136- Deyin ki: ‘Biz Allah (c.c.)’a ve bize indirilen Kuran’a, İbrâhim’e, İsmâil’e, İshâk’a, Yakub’a ve torunlarına indirilenlere; Mûsâ’ya ve İsâ’ya verilenlere ve bütün peygamberlere Rableri tarafından verilen âyetlere inandık. Onlardan hiçbirini diğerine ayırt etmeyiz. Biz Allah (c.c.)’a boyun eğen Müslümanlarız.’
Cenâb-ı Hakk, Hâtemü’n nebî olan Efendimizin ümmetini yanlış yöne sevk edip eğriyi doğru, dalaleti hidâyet gibi gösterenlere karşı uyardıktan sonra, doğru yolu, doğru sözü tarif ve telkin ediyor. Böylece hem gerçek inanç tâlim ediliyor, hem de yanlışa dâvet edenlere de yolun doğrusu gösteriliyor. Önce gönül bahçesinin bozuk itikat, kötü tiynet ve niyetten arındırmak, sonra da iman tohumunu ekmek murad ediliyor.
Biz, Allah’a ve bize indirilen Kuran’a, İbrahim (a.s.) ve oğulları İsmail, İshak, torunu Yakub ve diğerlerine indirilen suhuflara Mûsâ’ya verilen Tevrat’a, İsa’ya verilen İncil’e inanırız, ama hangi İncil’e?

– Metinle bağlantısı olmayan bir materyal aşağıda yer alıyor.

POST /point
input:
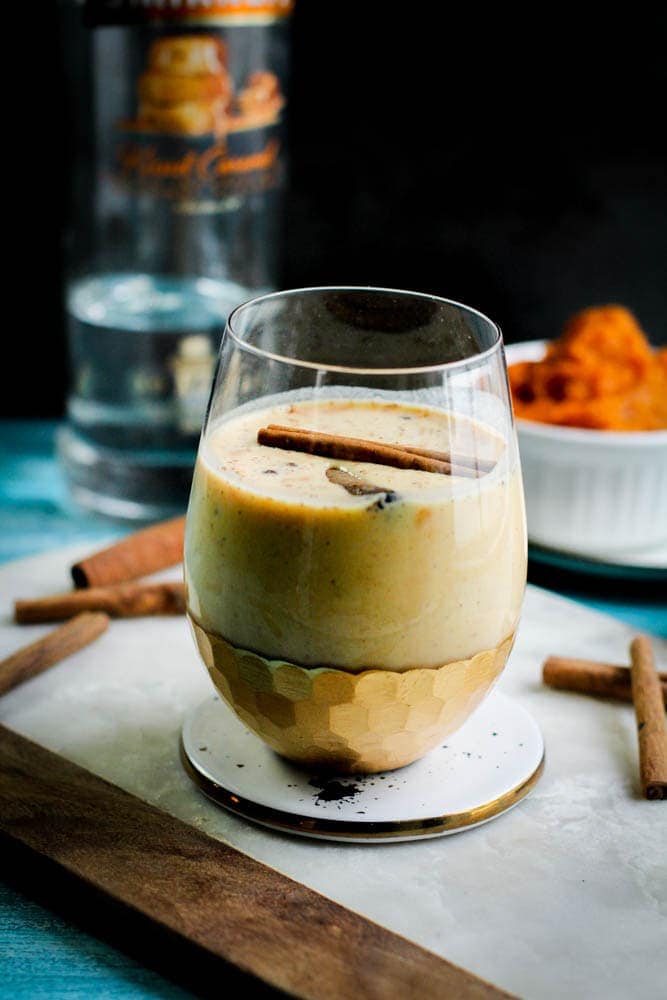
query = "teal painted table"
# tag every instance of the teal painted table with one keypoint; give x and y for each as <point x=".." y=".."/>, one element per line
<point x="44" y="953"/>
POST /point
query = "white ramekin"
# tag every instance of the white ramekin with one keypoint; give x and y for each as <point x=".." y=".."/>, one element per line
<point x="591" y="492"/>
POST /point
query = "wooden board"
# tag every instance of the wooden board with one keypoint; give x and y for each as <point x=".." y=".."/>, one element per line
<point x="236" y="909"/>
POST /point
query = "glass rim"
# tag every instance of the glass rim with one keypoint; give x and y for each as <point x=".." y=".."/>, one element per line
<point x="472" y="361"/>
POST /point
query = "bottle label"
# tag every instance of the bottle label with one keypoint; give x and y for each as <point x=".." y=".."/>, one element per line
<point x="198" y="117"/>
<point x="194" y="12"/>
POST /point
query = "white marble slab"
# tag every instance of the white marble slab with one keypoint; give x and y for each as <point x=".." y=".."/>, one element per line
<point x="565" y="895"/>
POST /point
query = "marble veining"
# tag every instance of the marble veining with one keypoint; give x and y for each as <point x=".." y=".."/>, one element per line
<point x="565" y="895"/>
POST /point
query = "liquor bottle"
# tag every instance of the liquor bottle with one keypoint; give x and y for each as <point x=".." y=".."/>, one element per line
<point x="176" y="219"/>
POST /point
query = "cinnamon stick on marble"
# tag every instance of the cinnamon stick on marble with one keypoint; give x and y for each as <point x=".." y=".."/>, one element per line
<point x="591" y="677"/>
<point x="124" y="600"/>
<point x="51" y="648"/>
<point x="650" y="714"/>
<point x="360" y="450"/>
<point x="139" y="554"/>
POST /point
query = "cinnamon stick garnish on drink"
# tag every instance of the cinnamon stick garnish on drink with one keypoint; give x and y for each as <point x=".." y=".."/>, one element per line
<point x="650" y="715"/>
<point x="591" y="677"/>
<point x="51" y="648"/>
<point x="139" y="554"/>
<point x="124" y="600"/>
<point x="360" y="450"/>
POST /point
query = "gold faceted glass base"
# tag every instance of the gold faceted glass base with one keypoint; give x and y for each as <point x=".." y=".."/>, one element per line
<point x="322" y="717"/>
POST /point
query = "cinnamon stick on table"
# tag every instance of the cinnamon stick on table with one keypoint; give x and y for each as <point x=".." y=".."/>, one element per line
<point x="139" y="554"/>
<point x="124" y="600"/>
<point x="590" y="677"/>
<point x="51" y="648"/>
<point x="361" y="450"/>
<point x="650" y="714"/>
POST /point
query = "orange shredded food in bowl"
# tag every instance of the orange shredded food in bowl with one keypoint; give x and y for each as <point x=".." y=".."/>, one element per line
<point x="601" y="373"/>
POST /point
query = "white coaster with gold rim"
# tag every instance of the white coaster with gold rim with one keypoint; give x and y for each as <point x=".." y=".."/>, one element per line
<point x="478" y="773"/>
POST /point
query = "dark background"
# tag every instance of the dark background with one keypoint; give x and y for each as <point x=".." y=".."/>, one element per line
<point x="517" y="164"/>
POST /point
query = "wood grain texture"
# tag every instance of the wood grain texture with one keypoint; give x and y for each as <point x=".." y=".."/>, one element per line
<point x="122" y="600"/>
<point x="650" y="715"/>
<point x="235" y="908"/>
<point x="139" y="554"/>
<point x="58" y="644"/>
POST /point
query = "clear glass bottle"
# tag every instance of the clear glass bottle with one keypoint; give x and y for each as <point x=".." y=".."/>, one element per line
<point x="176" y="220"/>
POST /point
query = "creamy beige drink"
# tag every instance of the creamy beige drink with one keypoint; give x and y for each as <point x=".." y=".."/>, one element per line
<point x="283" y="561"/>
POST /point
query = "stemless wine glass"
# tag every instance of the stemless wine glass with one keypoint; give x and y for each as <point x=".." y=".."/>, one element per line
<point x="355" y="550"/>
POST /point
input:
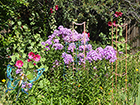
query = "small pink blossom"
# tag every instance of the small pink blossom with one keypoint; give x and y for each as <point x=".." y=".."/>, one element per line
<point x="88" y="34"/>
<point x="51" y="10"/>
<point x="37" y="57"/>
<point x="117" y="14"/>
<point x="19" y="63"/>
<point x="56" y="7"/>
<point x="29" y="60"/>
<point x="109" y="23"/>
<point x="114" y="23"/>
<point x="31" y="55"/>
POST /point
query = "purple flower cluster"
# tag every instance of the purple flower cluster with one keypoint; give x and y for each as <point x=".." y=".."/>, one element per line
<point x="67" y="58"/>
<point x="57" y="46"/>
<point x="26" y="86"/>
<point x="110" y="54"/>
<point x="87" y="47"/>
<point x="68" y="36"/>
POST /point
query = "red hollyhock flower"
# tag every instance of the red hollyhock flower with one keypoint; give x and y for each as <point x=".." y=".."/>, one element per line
<point x="109" y="23"/>
<point x="56" y="7"/>
<point x="19" y="63"/>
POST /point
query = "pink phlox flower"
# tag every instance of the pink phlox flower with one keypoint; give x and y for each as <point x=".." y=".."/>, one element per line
<point x="56" y="7"/>
<point x="19" y="63"/>
<point x="51" y="10"/>
<point x="18" y="71"/>
<point x="31" y="55"/>
<point x="114" y="23"/>
<point x="37" y="57"/>
<point x="117" y="14"/>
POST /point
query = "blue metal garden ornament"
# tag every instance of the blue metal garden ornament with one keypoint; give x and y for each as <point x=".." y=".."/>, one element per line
<point x="14" y="82"/>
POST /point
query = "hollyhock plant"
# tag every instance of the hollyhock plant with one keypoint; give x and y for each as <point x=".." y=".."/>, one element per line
<point x="19" y="63"/>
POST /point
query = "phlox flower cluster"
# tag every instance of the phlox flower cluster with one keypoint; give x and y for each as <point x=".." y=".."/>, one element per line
<point x="71" y="37"/>
<point x="67" y="58"/>
<point x="107" y="53"/>
<point x="23" y="78"/>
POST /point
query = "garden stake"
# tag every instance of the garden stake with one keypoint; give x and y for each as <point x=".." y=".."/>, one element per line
<point x="112" y="66"/>
<point x="82" y="38"/>
<point x="84" y="45"/>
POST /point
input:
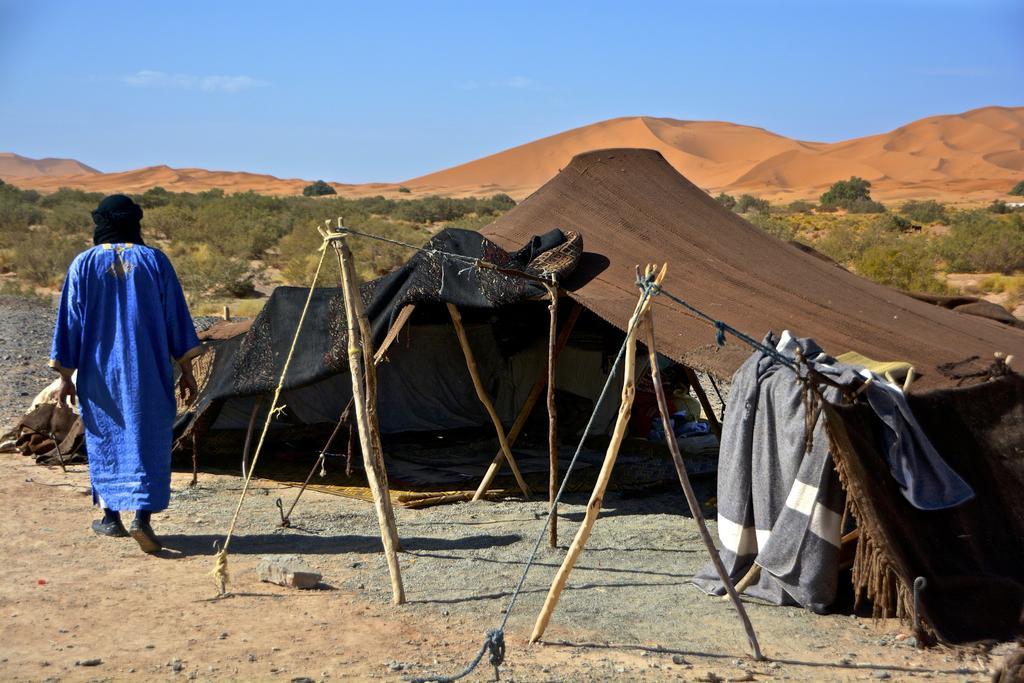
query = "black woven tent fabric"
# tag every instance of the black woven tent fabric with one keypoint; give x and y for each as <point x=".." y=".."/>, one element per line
<point x="972" y="556"/>
<point x="252" y="364"/>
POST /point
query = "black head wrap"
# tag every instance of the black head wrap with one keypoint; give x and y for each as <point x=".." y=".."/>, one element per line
<point x="118" y="220"/>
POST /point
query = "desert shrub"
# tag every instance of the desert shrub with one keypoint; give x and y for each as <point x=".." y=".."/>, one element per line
<point x="998" y="206"/>
<point x="749" y="204"/>
<point x="800" y="206"/>
<point x="778" y="227"/>
<point x="979" y="242"/>
<point x="318" y="188"/>
<point x="864" y="206"/>
<point x="204" y="270"/>
<point x="892" y="222"/>
<point x="906" y="264"/>
<point x="926" y="212"/>
<point x="41" y="256"/>
<point x="843" y="194"/>
<point x="728" y="201"/>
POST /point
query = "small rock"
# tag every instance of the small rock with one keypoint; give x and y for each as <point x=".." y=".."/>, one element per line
<point x="288" y="570"/>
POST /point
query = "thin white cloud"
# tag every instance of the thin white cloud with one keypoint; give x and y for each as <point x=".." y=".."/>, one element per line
<point x="513" y="82"/>
<point x="955" y="72"/>
<point x="157" y="79"/>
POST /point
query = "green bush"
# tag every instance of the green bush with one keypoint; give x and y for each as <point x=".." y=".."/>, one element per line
<point x="906" y="264"/>
<point x="205" y="270"/>
<point x="864" y="206"/>
<point x="892" y="222"/>
<point x="42" y="256"/>
<point x="728" y="201"/>
<point x="979" y="242"/>
<point x="800" y="206"/>
<point x="749" y="204"/>
<point x="926" y="213"/>
<point x="318" y="188"/>
<point x="843" y="194"/>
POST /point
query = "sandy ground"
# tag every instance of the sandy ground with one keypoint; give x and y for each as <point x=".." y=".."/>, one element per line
<point x="69" y="597"/>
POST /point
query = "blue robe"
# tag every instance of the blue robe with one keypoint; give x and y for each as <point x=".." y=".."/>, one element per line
<point x="122" y="318"/>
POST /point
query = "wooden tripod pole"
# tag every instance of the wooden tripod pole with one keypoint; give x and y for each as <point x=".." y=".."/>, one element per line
<point x="527" y="406"/>
<point x="364" y="375"/>
<point x="691" y="499"/>
<point x="552" y="414"/>
<point x="597" y="497"/>
<point x="481" y="393"/>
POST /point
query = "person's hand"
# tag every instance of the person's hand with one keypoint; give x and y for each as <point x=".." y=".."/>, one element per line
<point x="186" y="386"/>
<point x="68" y="394"/>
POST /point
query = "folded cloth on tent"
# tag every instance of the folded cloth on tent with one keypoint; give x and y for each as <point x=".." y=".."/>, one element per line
<point x="972" y="556"/>
<point x="899" y="373"/>
<point x="779" y="498"/>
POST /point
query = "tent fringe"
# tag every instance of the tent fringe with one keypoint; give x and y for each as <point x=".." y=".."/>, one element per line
<point x="873" y="573"/>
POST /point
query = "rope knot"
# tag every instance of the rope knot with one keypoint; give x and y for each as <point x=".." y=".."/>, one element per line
<point x="496" y="645"/>
<point x="720" y="333"/>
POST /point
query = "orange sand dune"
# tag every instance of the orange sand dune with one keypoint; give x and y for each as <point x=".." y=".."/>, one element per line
<point x="971" y="158"/>
<point x="975" y="156"/>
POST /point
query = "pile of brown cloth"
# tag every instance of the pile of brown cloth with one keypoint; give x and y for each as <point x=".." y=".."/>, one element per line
<point x="972" y="556"/>
<point x="50" y="433"/>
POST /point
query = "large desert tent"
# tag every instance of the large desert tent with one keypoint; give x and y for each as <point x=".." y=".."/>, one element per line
<point x="633" y="207"/>
<point x="623" y="207"/>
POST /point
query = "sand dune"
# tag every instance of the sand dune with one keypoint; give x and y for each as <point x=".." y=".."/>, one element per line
<point x="972" y="157"/>
<point x="15" y="166"/>
<point x="977" y="155"/>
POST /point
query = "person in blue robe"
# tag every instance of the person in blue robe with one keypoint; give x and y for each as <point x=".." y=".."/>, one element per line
<point x="121" y="321"/>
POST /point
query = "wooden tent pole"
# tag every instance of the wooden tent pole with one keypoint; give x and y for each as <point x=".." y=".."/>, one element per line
<point x="691" y="499"/>
<point x="597" y="497"/>
<point x="552" y="414"/>
<point x="691" y="377"/>
<point x="482" y="395"/>
<point x="364" y="382"/>
<point x="527" y="406"/>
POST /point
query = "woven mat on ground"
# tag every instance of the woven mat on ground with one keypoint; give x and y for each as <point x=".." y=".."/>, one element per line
<point x="972" y="555"/>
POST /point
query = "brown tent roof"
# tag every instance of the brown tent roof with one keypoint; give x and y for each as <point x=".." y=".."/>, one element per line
<point x="632" y="208"/>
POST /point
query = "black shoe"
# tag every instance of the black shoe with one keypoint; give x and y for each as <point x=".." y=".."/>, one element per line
<point x="142" y="532"/>
<point x="115" y="528"/>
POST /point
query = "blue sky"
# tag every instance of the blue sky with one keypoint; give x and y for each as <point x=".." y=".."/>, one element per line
<point x="353" y="92"/>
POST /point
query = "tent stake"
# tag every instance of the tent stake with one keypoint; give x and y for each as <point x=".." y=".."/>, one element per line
<point x="552" y="414"/>
<point x="527" y="406"/>
<point x="597" y="497"/>
<point x="691" y="377"/>
<point x="365" y="403"/>
<point x="482" y="395"/>
<point x="691" y="499"/>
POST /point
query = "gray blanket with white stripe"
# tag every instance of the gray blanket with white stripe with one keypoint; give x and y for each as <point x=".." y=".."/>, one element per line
<point x="780" y="502"/>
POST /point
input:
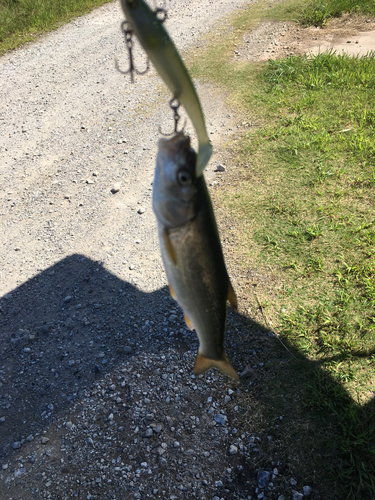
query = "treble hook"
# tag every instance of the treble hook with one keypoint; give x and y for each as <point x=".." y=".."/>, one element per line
<point x="174" y="104"/>
<point x="128" y="33"/>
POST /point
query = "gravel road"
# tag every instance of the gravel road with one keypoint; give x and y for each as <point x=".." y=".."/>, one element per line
<point x="97" y="396"/>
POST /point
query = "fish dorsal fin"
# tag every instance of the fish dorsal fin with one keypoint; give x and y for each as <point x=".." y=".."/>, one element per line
<point x="171" y="291"/>
<point x="231" y="296"/>
<point x="169" y="247"/>
<point x="203" y="364"/>
<point x="189" y="324"/>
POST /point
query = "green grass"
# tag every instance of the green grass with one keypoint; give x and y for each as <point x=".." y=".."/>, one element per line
<point x="304" y="203"/>
<point x="22" y="20"/>
<point x="318" y="12"/>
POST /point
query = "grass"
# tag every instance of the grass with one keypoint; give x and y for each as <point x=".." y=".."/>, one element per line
<point x="22" y="20"/>
<point x="304" y="205"/>
<point x="318" y="12"/>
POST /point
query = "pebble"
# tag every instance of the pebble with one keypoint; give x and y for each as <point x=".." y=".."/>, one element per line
<point x="263" y="478"/>
<point x="148" y="433"/>
<point x="116" y="188"/>
<point x="19" y="472"/>
<point x="307" y="490"/>
<point x="296" y="495"/>
<point x="220" y="419"/>
<point x="247" y="372"/>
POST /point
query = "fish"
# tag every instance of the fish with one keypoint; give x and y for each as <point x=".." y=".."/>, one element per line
<point x="191" y="250"/>
<point x="162" y="52"/>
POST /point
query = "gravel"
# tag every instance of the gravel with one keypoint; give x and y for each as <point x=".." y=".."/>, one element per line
<point x="97" y="396"/>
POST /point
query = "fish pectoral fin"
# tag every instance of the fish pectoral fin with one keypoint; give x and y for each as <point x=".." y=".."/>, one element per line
<point x="169" y="246"/>
<point x="203" y="364"/>
<point x="189" y="324"/>
<point x="171" y="291"/>
<point x="231" y="296"/>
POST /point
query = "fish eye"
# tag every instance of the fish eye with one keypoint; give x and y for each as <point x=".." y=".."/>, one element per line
<point x="184" y="178"/>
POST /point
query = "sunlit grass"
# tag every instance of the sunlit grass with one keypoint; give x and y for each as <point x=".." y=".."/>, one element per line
<point x="304" y="205"/>
<point x="22" y="20"/>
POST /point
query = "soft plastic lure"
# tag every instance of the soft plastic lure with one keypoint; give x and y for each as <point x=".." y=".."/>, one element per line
<point x="155" y="40"/>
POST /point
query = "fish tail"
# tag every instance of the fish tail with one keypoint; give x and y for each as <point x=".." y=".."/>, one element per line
<point x="203" y="364"/>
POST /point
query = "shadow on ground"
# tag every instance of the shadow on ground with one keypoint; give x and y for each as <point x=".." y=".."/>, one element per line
<point x="76" y="322"/>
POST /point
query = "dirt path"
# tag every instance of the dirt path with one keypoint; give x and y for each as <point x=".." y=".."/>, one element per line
<point x="97" y="399"/>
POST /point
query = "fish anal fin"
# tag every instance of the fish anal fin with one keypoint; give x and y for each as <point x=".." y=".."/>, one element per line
<point x="232" y="296"/>
<point x="189" y="324"/>
<point x="203" y="364"/>
<point x="171" y="291"/>
<point x="169" y="246"/>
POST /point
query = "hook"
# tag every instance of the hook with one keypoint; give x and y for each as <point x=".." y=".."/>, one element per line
<point x="174" y="104"/>
<point x="128" y="33"/>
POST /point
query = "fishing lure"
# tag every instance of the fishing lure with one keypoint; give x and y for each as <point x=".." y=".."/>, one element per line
<point x="147" y="25"/>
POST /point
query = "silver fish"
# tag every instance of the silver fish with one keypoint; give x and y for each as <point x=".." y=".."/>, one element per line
<point x="159" y="47"/>
<point x="191" y="250"/>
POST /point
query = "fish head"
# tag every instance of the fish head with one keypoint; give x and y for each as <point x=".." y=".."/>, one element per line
<point x="174" y="196"/>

Cenâb-ı Hakk’dan bizzat peygamberlerine indirilen kitaplara indirildiği şekilde inanırız, dememiz isteniyor. Zaten semavi kitaplar asılda daima birbirini tasdik eder. Çünkü aynı kaynaktan geliyor, aynı inancı telkin ediyorlar. Gaye aynı, hedef aynı, yön aynı. Hepsi de son Peygamberin geleceğini, vasıflarını, gelecek kitabı haber verip tasdik ediyor. Hiçbiri ‘yahudi ol kurtul - hristiyan ol kurtul, hidâyet budur’ demiyor.
Bu ancak Allah (c.c.) üzerine iftira atma cesaretinde bulunan bahtsızların yalan, asılsız iddiaları, dinlerini dünyalarına alet eden menfaatperestlerin son çırpınışları, tefrika, nifak, şikaklarının homurtusu.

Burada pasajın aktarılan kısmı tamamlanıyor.